Variable Damping Control of a Robotic Arm to Improve Trade-off between Agility and Stability and Reduce User Effort
Tanner Bitz, Fatemeh Zahedi, Hyunglae Lee
- 发表年份
- 2020
- 引用次数
- 13
摘要
This paper presents a variable damping controller to improve the trade-off between agility and stability in physical human-robot interaction (pHRI), while reducing user effort. Variable robotic damping, defined as a dual-sided logistic function, was determined in real time throughout a range of negative to positive values based on the user's intent of movement. To evaluate the effectiveness of the proposed controller, we performed a set of human experiments with subjects interacting with the end-effector of a 7 degree-of-freedom robot. Twelve subjects completed target reaching tasks under three robotic damping conditions: fixed positive, fixed negative, and variable damping. On average, the variable damping controller significantly shortened the rise time by 22.4% compared to the fixed positive damping.
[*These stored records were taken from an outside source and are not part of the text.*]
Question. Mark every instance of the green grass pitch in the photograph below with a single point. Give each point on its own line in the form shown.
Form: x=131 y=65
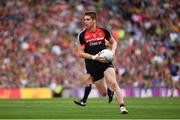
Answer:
x=98 y=108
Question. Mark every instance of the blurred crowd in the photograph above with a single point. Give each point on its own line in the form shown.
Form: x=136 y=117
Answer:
x=37 y=41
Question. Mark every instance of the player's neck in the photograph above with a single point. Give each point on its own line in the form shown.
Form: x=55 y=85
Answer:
x=93 y=28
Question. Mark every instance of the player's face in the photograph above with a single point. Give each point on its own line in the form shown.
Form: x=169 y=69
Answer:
x=88 y=21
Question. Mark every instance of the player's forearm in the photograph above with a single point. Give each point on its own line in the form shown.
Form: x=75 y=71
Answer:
x=85 y=55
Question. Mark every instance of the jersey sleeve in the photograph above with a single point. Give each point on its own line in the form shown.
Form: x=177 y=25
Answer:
x=108 y=35
x=80 y=39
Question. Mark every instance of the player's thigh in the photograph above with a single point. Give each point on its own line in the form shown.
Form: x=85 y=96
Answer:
x=87 y=79
x=110 y=75
x=101 y=86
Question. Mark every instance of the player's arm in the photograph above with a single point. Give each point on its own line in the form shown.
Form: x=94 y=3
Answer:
x=82 y=54
x=114 y=45
x=111 y=40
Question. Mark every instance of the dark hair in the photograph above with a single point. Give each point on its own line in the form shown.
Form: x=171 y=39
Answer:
x=91 y=14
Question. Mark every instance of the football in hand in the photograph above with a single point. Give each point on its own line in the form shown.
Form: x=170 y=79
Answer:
x=107 y=54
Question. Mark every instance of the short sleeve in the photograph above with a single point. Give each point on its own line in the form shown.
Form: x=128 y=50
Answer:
x=80 y=39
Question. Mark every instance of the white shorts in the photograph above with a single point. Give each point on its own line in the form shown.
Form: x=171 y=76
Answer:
x=175 y=78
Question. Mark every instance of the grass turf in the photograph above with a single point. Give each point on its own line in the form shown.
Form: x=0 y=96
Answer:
x=63 y=108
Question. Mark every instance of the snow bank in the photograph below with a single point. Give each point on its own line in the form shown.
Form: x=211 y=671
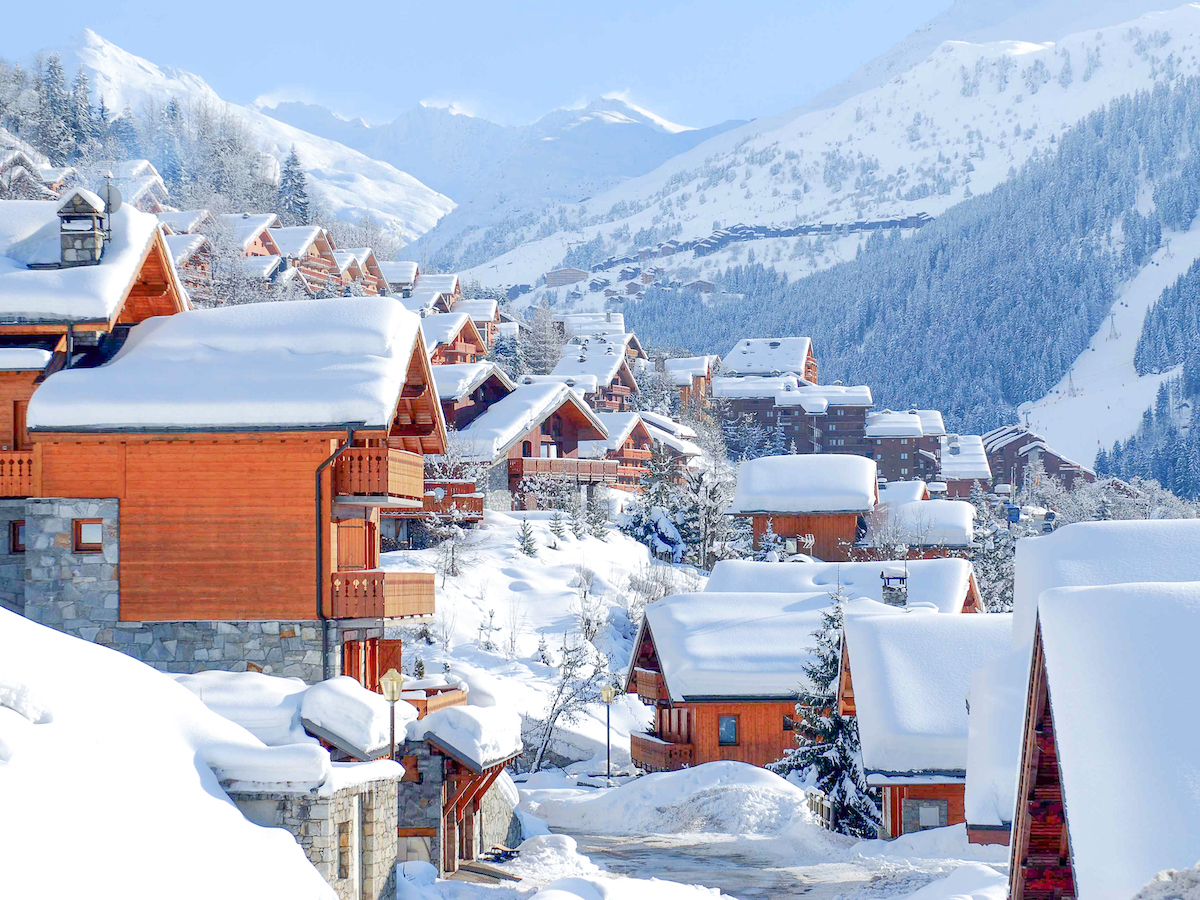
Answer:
x=480 y=736
x=304 y=364
x=363 y=718
x=118 y=775
x=820 y=483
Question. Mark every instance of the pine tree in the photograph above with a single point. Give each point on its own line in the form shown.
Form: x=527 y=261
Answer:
x=293 y=195
x=828 y=743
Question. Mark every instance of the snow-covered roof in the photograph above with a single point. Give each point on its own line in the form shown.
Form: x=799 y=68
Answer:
x=815 y=483
x=460 y=379
x=29 y=235
x=497 y=429
x=397 y=271
x=964 y=459
x=24 y=359
x=768 y=355
x=888 y=424
x=1122 y=670
x=940 y=585
x=912 y=675
x=275 y=365
x=479 y=737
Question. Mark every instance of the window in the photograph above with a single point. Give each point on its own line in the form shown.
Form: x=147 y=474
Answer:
x=726 y=730
x=89 y=535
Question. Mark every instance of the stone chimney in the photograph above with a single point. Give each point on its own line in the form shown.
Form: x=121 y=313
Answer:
x=82 y=228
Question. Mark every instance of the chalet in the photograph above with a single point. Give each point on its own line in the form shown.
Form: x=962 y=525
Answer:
x=400 y=276
x=964 y=462
x=1125 y=651
x=610 y=365
x=724 y=669
x=911 y=679
x=534 y=431
x=819 y=502
x=629 y=443
x=319 y=411
x=451 y=339
x=1012 y=448
x=561 y=277
x=906 y=444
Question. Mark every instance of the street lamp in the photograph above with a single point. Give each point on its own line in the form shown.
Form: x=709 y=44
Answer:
x=607 y=694
x=391 y=683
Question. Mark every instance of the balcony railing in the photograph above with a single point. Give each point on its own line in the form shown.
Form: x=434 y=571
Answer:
x=589 y=471
x=381 y=474
x=658 y=755
x=17 y=474
x=381 y=594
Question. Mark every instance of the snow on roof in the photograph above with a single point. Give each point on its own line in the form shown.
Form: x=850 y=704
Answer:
x=246 y=226
x=931 y=583
x=460 y=379
x=1122 y=669
x=71 y=741
x=767 y=355
x=817 y=483
x=477 y=736
x=399 y=273
x=888 y=424
x=912 y=675
x=964 y=459
x=24 y=359
x=183 y=221
x=498 y=427
x=277 y=365
x=29 y=234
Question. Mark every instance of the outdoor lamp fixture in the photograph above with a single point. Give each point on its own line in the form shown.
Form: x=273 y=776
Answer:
x=391 y=683
x=609 y=694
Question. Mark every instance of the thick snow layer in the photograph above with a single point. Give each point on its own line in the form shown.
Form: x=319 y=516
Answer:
x=964 y=459
x=118 y=775
x=912 y=675
x=1122 y=667
x=490 y=436
x=363 y=718
x=303 y=364
x=29 y=234
x=480 y=736
x=934 y=583
x=819 y=483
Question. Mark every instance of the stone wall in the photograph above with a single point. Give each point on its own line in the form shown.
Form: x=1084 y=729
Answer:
x=12 y=565
x=352 y=829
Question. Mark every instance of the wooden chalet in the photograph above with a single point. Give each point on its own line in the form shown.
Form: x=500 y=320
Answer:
x=315 y=443
x=816 y=503
x=453 y=339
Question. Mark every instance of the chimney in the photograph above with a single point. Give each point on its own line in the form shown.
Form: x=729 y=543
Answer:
x=82 y=228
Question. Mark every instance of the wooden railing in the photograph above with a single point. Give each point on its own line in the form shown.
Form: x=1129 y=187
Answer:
x=658 y=755
x=17 y=474
x=379 y=472
x=591 y=471
x=381 y=594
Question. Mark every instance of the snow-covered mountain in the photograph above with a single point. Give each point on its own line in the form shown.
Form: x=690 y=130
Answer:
x=496 y=172
x=351 y=183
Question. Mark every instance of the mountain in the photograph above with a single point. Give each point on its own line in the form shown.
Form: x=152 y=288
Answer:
x=349 y=183
x=497 y=173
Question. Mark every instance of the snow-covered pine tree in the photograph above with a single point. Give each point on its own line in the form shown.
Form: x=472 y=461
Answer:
x=828 y=743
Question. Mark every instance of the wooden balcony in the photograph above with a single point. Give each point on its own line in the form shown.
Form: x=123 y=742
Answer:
x=379 y=477
x=17 y=474
x=585 y=471
x=657 y=755
x=375 y=594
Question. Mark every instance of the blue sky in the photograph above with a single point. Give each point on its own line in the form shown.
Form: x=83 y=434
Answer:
x=694 y=63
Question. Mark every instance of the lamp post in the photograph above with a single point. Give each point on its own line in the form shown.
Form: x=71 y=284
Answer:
x=607 y=694
x=391 y=683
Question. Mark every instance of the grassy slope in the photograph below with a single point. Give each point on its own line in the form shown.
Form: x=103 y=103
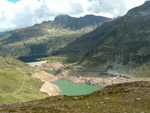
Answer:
x=117 y=47
x=16 y=83
x=121 y=98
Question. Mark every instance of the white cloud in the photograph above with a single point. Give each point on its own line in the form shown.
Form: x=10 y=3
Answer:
x=29 y=12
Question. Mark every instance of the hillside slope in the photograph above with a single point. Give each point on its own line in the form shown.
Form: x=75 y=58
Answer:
x=117 y=47
x=120 y=98
x=16 y=83
x=43 y=39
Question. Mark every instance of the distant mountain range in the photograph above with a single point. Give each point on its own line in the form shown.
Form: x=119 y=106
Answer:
x=42 y=39
x=118 y=47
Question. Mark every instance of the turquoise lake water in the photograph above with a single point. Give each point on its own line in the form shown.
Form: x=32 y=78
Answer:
x=51 y=72
x=71 y=89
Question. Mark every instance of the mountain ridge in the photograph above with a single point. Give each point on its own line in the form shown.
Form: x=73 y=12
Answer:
x=43 y=39
x=117 y=47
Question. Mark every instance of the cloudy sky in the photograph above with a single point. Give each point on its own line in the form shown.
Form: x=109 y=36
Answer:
x=16 y=14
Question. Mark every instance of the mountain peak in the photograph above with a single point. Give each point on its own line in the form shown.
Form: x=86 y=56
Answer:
x=142 y=10
x=67 y=21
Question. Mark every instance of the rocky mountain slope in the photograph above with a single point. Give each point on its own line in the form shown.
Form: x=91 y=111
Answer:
x=16 y=83
x=42 y=39
x=118 y=47
x=120 y=98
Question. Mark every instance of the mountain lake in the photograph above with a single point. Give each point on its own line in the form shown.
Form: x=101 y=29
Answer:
x=74 y=89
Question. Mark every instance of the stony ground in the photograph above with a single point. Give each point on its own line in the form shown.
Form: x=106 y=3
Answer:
x=120 y=98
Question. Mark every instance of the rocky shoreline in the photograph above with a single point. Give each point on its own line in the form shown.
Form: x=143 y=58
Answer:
x=76 y=77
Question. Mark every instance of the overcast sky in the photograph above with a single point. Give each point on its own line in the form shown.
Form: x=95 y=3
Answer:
x=16 y=14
It is also important to note that the rise time in the variable damping condition was as fast as that in the fixed negative damping condition and there was no statistical difference between the two conditions. The variable damping controller significantly decreased the percentage overshoot by 49.6% and shortened the settling time by 29.0% compared to the fixed negative damping. Both the maximum and mean root-mean-squared (RMS) interaction forces were significantly lower in the variable damping condition than the other two fixed damping conditions, i.e., the variable damping controller reduced user effort. The maximum and mean RMS interaction forces were at least 17.3% and 20.3% lower than any of the fixed damping conditions, respectively. The results of this study demonstrate that humans can extract the benefits of the variable damping controller in the context of pHRI, as it significantly improves the trade-off between agility and stability and reduces user effort in comparison to fixed damping controllers.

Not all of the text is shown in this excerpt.